Nachvollziehbar sei dieser Reflex in der initialen Phase einer Pandemie. Man habe aber vielerorts zu lange mit Öffnungsschritten zugewartet, obwohl bereits bekannt war, wie man sich schützen konnte, und auch klar wurde, welche negativen Folgen das Besuchsverbot hatte. Problematisch ist aus Sicht des Ethikers vor allem, dass Heimleitungen über die Beschneidung der Persönlichkeitsrechte entscheiden können respektive entscheiden müssen.

«Es darf nicht sein, dass die Heimleitung darüber bestimmt, ob die Angehörigen auf Besuch kommen dürfen oder ob es einen Beistand oder Hausarzt braucht.» Die Entscheidung darüber müsse bei den Bewohnenden respektive bei deren Vertretungspersonen liegen, zumal die Heime ja das Zuhause der Betagten sind.

Settimio Monteverde ist mit dieser Sichtweise nicht alleine. In ihrem Appell vom 1. Juli 2020 «Pandemie: Lebensschutz und Lebensqualität in der Langzeitpflege» haben sich zahlreiche Medizinethikerinnen und Medizinethiker in der Schweiz dazu bekannt. So heisst es hier zum Beispiel: «Menschen in Langzeitinstitutionen leben in privat genutzten Räumlichkeiten. Das Recht auf Selbstbestimmung in der eigenen Privatsphäre muss ihnen auch in ausserordentlichen Lagen zugestanden werden, selbstredend unter Einhaltung empfohlener Schutzstandards und Beachtung bestehender Schutzkonzepte, deren Wirksamkeit und Verhältnismässigkeit kontinuierlich zu überprüfen sind.»

Der Appell postuliert, dass selbst unter Isolationsbedingungen der Zugang von Vertretungspersonen, Beiständen, engen Bezugspersonen und von notwendigen Fachpersonen gewährleistet sein müsse.

«Es darf nicht sein, dass die Heimleitung darüber bestimmt, ob die Angehörigen auf Besuch kommen dürfen.»
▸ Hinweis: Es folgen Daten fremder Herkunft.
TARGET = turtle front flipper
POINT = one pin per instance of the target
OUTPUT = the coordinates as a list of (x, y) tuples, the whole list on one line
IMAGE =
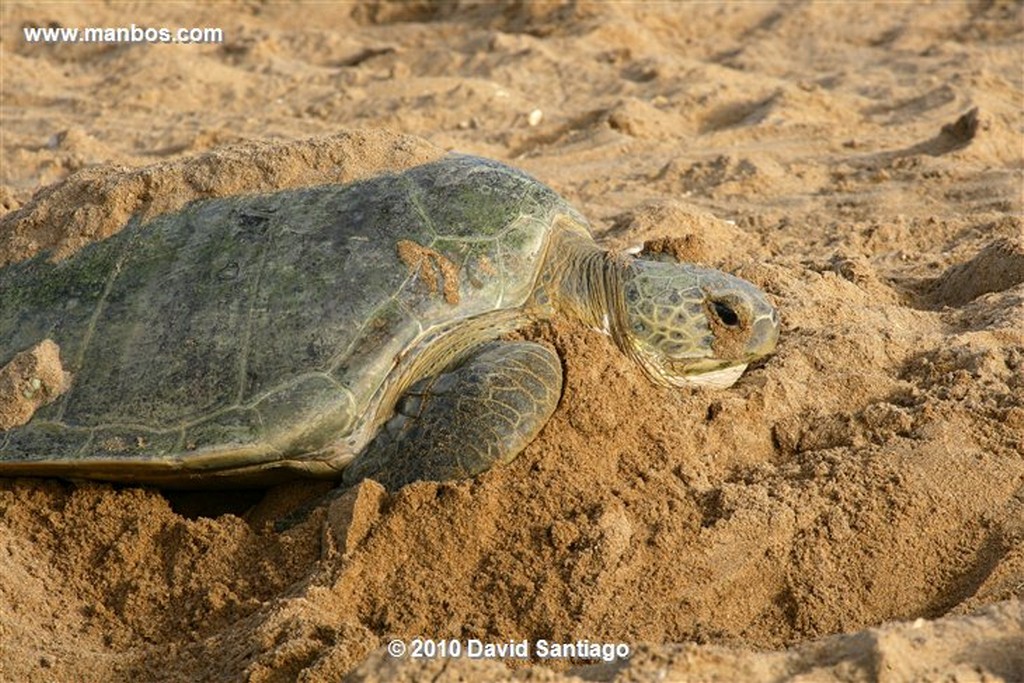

Damit diese Forderung auch tatsächlich gelebt werden kann, braucht es gemäss Settimio Monteverde eine Entlastung der Heime durch die Behörden. «Bund und Kantone müssen sich verbindlich dazu bekennen, dass bei verletzlichen Personen physische Kontakte gewährleistet sein müssen.» Je nach Pandemiesituation sind das minimale, aber tägliche soziale Kontakte bis hin zur Ermöglichung eines beinahe uneingeschränkten Zugangs. Gerade die Angehörigen, so Monteverde, bedeuten in einer Pandemie für die Pflegenden eine grosse Unterstützung.

Eine Ressource, auf welche die Heime gerade in einer Zeit, in der auch viele Pflegende krankheitshalber ausfallen, nicht verzichten können.
 


Nationale Kommission zur Verhütung von Folter

Im Herbst 2021 hat die Nationale Kommission zur Verhütung von Folter (NKVF) damit begonnen, die Einhaltung grundrechtlicher Standards in Institutionen der Langzeitpflege und im Behindertenbereich zu überprüfen. Mittlerweile hat sie sieben Pflegeheime aus allen Landesteilen besucht. Die seit 2010 bestehende Kommission inspiziert die Menschen- und Grundrechtskonformität freiheitsbeschränkender Massnahmen in Einrichtungen, wo Menschen durch einen behördlichen Entscheid in ihrer Bewegungsfreiheit eingeschränkt werden. Der gesetzliche Auftrag betrifft zudem die Beurteilung von bewegungseinschränkenden Massnahmen an Patientinnen und Patienten respektive Bewohnenden in psychiatrischen Einrichtungen sowie in sozialen und sozialmedizinischen Einrichtungen. Die Besuche der NKVF dauern jeweils ein bis zwei Tage. Danach verfasst die Kommission einen Bericht zuhanden der Aufsichtsbehörde. Diese hat zwei Monate Zeit, Stellung zu nehmen. Liegt deren Stellungnahme vor, wird der Bericht veröffentlicht. Die ersten Berichte über die Besuche in Pflegeheimen werden voraussichtlich Ende Jahr veröffentlicht.